This year’s Fall Festival will have a “Wild West” flavor and it will also include the inauguration of the college’s 14th president.
As Bethel continues a five-year series of special events leading up to its 125th anniversary in 2012, a common thread for 2010 is history of the American West. The 40th annual Fall Festival takes place Oct. 7-10 with most events Saturday, Oct. 9, on campus.
In line with the Wild West theme, there will be a performance by the Prairie Rose Rangers, including Bethel alumnus Orin Friesen, Saturday at 10 a.m.; the traveling exhibit “The Bison: American Icon” at Kauffman Museum, to which admission is free Oct. 7-10 with a Fall Festival button; a presentation at the museum at 11 a.m. Saturday by alumnus Steve Friesen, director of the Buffalo Bill Museum and Grave in Golden, Colo., on Buffalo Bill Cody’s connection to Newton and its “Wild West” reputation of the late 1800s; a “Bungee Bull Ride”; and a Saturday evening “Buffalo Barbecue.”

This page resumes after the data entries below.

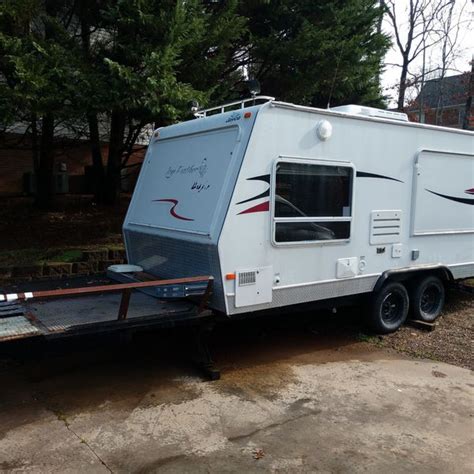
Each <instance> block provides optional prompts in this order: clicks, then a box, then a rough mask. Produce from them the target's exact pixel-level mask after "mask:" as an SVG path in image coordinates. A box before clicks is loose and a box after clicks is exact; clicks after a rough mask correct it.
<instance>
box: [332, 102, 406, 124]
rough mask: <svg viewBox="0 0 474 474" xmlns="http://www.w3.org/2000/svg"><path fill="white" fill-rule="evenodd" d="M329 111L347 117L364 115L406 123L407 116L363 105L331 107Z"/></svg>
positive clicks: (364, 115) (373, 107)
mask: <svg viewBox="0 0 474 474" xmlns="http://www.w3.org/2000/svg"><path fill="white" fill-rule="evenodd" d="M331 110H334V111H335V112H342V113H344V114H349V115H364V116H366V117H377V118H384V119H389V120H399V121H401V122H408V115H407V114H404V113H403V112H392V111H391V110H384V109H376V108H374V107H366V106H364V105H341V106H339V107H332V108H331Z"/></svg>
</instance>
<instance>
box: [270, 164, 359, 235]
mask: <svg viewBox="0 0 474 474" xmlns="http://www.w3.org/2000/svg"><path fill="white" fill-rule="evenodd" d="M353 175H354V172H353V169H352V168H351V167H350V166H340V165H326V164H324V165H320V164H310V163H305V162H301V163H296V162H293V161H291V162H290V161H281V162H279V163H278V164H277V168H276V176H275V193H274V223H273V224H274V226H273V229H274V241H275V243H277V244H278V243H288V242H315V241H332V240H346V239H348V238H349V237H350V231H351V220H352V184H353Z"/></svg>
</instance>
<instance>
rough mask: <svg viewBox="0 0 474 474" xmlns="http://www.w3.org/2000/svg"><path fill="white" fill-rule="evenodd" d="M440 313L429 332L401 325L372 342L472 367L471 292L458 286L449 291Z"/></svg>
mask: <svg viewBox="0 0 474 474" xmlns="http://www.w3.org/2000/svg"><path fill="white" fill-rule="evenodd" d="M447 296H448V300H447V303H446V308H445V311H444V313H443V315H442V316H441V317H440V318H439V319H438V321H437V323H438V324H437V326H436V329H435V330H434V331H432V332H426V331H424V330H420V329H415V328H413V327H411V326H408V325H407V326H404V327H402V328H401V329H400V330H399V331H397V332H396V333H394V334H390V335H388V336H384V337H383V338H368V340H369V341H371V342H372V343H374V344H376V345H378V346H380V347H384V348H392V349H395V350H397V351H399V352H403V353H406V354H407V355H409V356H411V357H419V358H423V359H432V360H437V361H441V362H447V363H449V364H453V365H458V366H460V367H466V368H468V369H471V370H474V350H473V343H474V296H473V295H470V294H468V293H465V292H461V291H459V290H456V289H453V290H450V291H448V295H447Z"/></svg>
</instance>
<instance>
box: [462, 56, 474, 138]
mask: <svg viewBox="0 0 474 474" xmlns="http://www.w3.org/2000/svg"><path fill="white" fill-rule="evenodd" d="M473 94H474V63H473V64H472V69H471V75H470V77H469V85H468V92H467V100H466V107H465V109H464V119H463V121H462V128H463V129H464V130H468V129H469V125H470V123H471V108H472V96H473Z"/></svg>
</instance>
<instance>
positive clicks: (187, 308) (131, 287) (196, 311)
mask: <svg viewBox="0 0 474 474" xmlns="http://www.w3.org/2000/svg"><path fill="white" fill-rule="evenodd" d="M212 282H213V278H212V277H210V276H197V277H188V278H177V279H173V280H156V279H151V280H150V279H149V280H147V281H132V282H130V283H119V284H117V283H112V282H110V283H109V284H105V285H104V284H102V285H96V286H87V287H79V288H67V289H54V290H45V291H34V292H20V293H6V294H1V293H0V342H3V341H8V340H13V339H24V338H29V337H37V336H44V337H48V338H50V337H58V336H70V335H77V334H86V333H97V332H110V331H118V330H124V329H126V328H133V327H140V326H147V327H149V326H158V327H160V326H161V327H163V326H170V325H175V324H178V323H179V322H184V321H186V322H190V321H192V320H194V321H197V320H202V319H206V318H208V317H209V316H210V315H211V312H210V311H209V310H207V309H206V308H207V300H208V298H209V295H210V294H211V291H212ZM192 283H200V284H203V285H204V291H202V292H201V294H200V295H196V296H195V299H194V300H192V301H191V300H189V299H188V300H187V299H173V300H162V299H157V297H156V296H151V294H150V293H148V294H145V293H143V292H141V291H140V290H144V289H148V290H155V291H156V290H157V289H158V288H160V287H169V286H170V285H171V286H175V287H176V286H180V285H186V284H192ZM132 292H134V294H133V297H132ZM71 297H75V298H71ZM131 299H132V300H133V301H131Z"/></svg>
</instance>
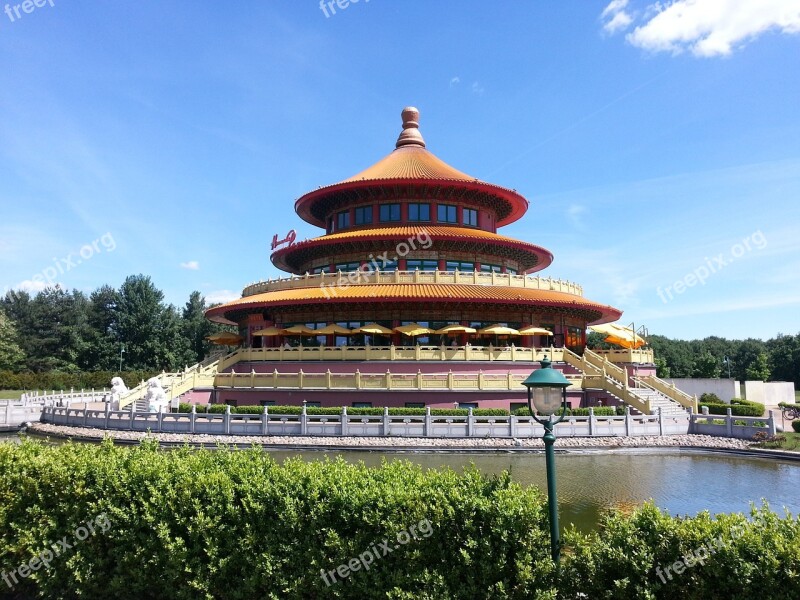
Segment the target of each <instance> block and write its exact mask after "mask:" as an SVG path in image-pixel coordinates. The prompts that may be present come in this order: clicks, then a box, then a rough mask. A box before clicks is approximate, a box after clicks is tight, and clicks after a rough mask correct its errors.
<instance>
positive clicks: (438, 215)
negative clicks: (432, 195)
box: [436, 204, 458, 223]
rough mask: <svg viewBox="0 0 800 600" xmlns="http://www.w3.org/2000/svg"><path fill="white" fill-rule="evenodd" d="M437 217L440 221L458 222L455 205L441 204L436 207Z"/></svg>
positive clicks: (437, 219)
mask: <svg viewBox="0 0 800 600" xmlns="http://www.w3.org/2000/svg"><path fill="white" fill-rule="evenodd" d="M436 219H437V220H438V221H439V223H458V218H457V217H456V207H455V205H453V204H439V205H438V206H437V207H436Z"/></svg>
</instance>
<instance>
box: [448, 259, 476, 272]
mask: <svg viewBox="0 0 800 600" xmlns="http://www.w3.org/2000/svg"><path fill="white" fill-rule="evenodd" d="M456 269H458V270H459V271H474V270H475V263H470V262H464V261H461V260H448V261H447V262H446V263H445V271H455V270H456Z"/></svg>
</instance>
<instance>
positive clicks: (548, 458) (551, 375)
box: [522, 357, 570, 564]
mask: <svg viewBox="0 0 800 600" xmlns="http://www.w3.org/2000/svg"><path fill="white" fill-rule="evenodd" d="M541 365H542V368H541V369H536V370H535V371H534V372H533V373H531V374H530V375H529V376H528V378H527V379H526V380H525V381H523V382H522V385H524V386H525V387H526V388H528V410H529V411H530V412H531V416H532V417H533V418H534V419H535V420H536V422H537V423H539V424H541V425H542V426H544V437H543V438H542V439H543V440H544V450H545V461H546V464H547V506H548V509H549V512H550V554H551V556H552V557H553V562H555V563H556V564H558V562H559V560H560V559H561V538H560V534H559V532H558V497H557V496H556V464H555V462H556V461H555V451H554V450H553V444H554V443H555V441H556V436H555V435H554V434H553V426H554V425H555V424H556V423H560V422H561V421H562V420H563V419H564V415H565V414H566V412H567V388H568V387H569V386H570V383H569V380H568V379H567V378H566V377H564V374H563V373H562V372H561V371H556V370H555V369H554V368H553V366H552V364H551V363H550V360H549V359H548V358H547V357H545V358H544V359H542V361H541ZM559 409H561V411H560V412H561V414H559V415H558V418H556V419H553V416H554V415H555V413H556V412H558V411H559ZM537 414H538V415H539V416H542V417H546V418H545V419H540V418H539V416H537Z"/></svg>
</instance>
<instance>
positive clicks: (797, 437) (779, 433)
mask: <svg viewBox="0 0 800 600" xmlns="http://www.w3.org/2000/svg"><path fill="white" fill-rule="evenodd" d="M777 437H783V438H785V439H784V440H782V441H780V442H761V443H760V444H755V447H756V448H770V449H772V450H792V451H794V452H798V451H800V433H794V432H793V431H788V432H785V433H779V434H778V436H777Z"/></svg>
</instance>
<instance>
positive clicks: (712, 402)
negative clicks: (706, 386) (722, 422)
mask: <svg viewBox="0 0 800 600" xmlns="http://www.w3.org/2000/svg"><path fill="white" fill-rule="evenodd" d="M698 403H699V404H725V403H724V402H723V401H722V399H721V398H720V397H719V396H717V395H716V394H711V393H708V392H706V393H705V394H701V395H700V400H699V401H698Z"/></svg>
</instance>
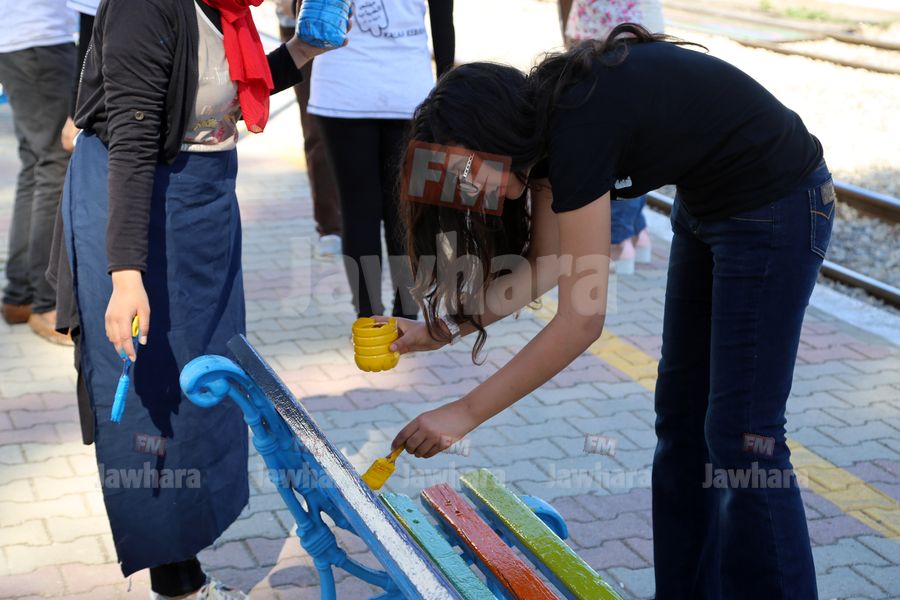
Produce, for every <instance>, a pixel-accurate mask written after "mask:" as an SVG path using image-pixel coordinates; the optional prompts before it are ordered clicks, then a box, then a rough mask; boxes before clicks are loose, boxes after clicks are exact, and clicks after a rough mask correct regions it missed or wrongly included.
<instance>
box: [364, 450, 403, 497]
mask: <svg viewBox="0 0 900 600" xmlns="http://www.w3.org/2000/svg"><path fill="white" fill-rule="evenodd" d="M402 452H403V446H401V447H399V448H397V449H396V450H394V451H393V452H391V455H390V456H387V457H384V456H382V457H379V458H377V459H376V460H375V462H373V463H372V466H371V467H369V469H368V470H367V471H366V472H365V473H363V476H362V477H361V479H362V480H363V481H364V482H365V484H366V485H367V486H369V487H370V488H372V490H374V491H378V490H379V489H381V486H383V485H384V484H385V483H387V480H388V478H389V477H390V476H391V475H393V474H394V469H395V468H397V465H396V464H394V461H396V460H397V457H398V456H400V454H401V453H402Z"/></svg>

On Sunday morning at 10 a.m. in Memorial Hall, the community is invited to the Fall Festival worship service and the inauguration of Perry D. White as president.

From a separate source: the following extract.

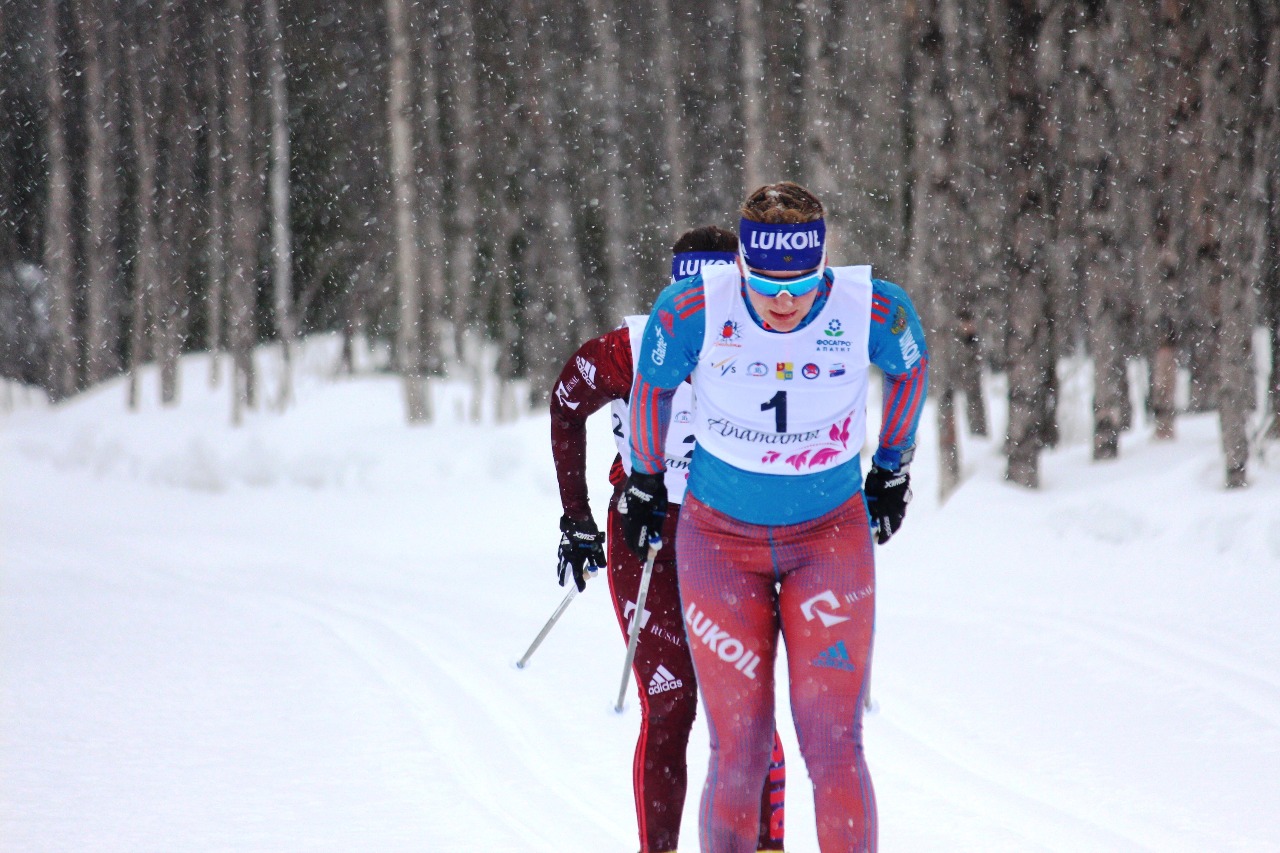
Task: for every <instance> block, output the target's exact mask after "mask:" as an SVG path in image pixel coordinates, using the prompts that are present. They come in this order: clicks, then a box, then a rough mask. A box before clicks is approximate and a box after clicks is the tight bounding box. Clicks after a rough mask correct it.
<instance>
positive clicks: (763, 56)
mask: <svg viewBox="0 0 1280 853" xmlns="http://www.w3.org/2000/svg"><path fill="white" fill-rule="evenodd" d="M760 1H762V0H739V3H737V19H739V26H740V27H741V31H740V33H739V42H740V47H739V53H740V54H741V63H742V64H741V87H742V126H744V127H742V169H744V174H742V179H744V182H745V183H746V187H745V192H750V191H751V190H754V188H755V187H758V186H760V184H762V183H764V111H763V102H764V92H763V90H764V35H763V32H762V29H763V27H762V24H760ZM740 195H741V193H740Z"/></svg>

Fall Festival’s traditional beginning is Taste of Newton downtown on Thursday evening, Oct. 7, featuring all kinds of food and live entertainment presented by a wide variety of local groups and organizations. President White and his wife, Dalene, will be at the Bethel booth at Broadway and Main from 6-9 p.m. to meet and greet.
One event has been cancelled due to a schedule conflict -- the public night sky viewing scheduled for Friday night in Mabee Observatory.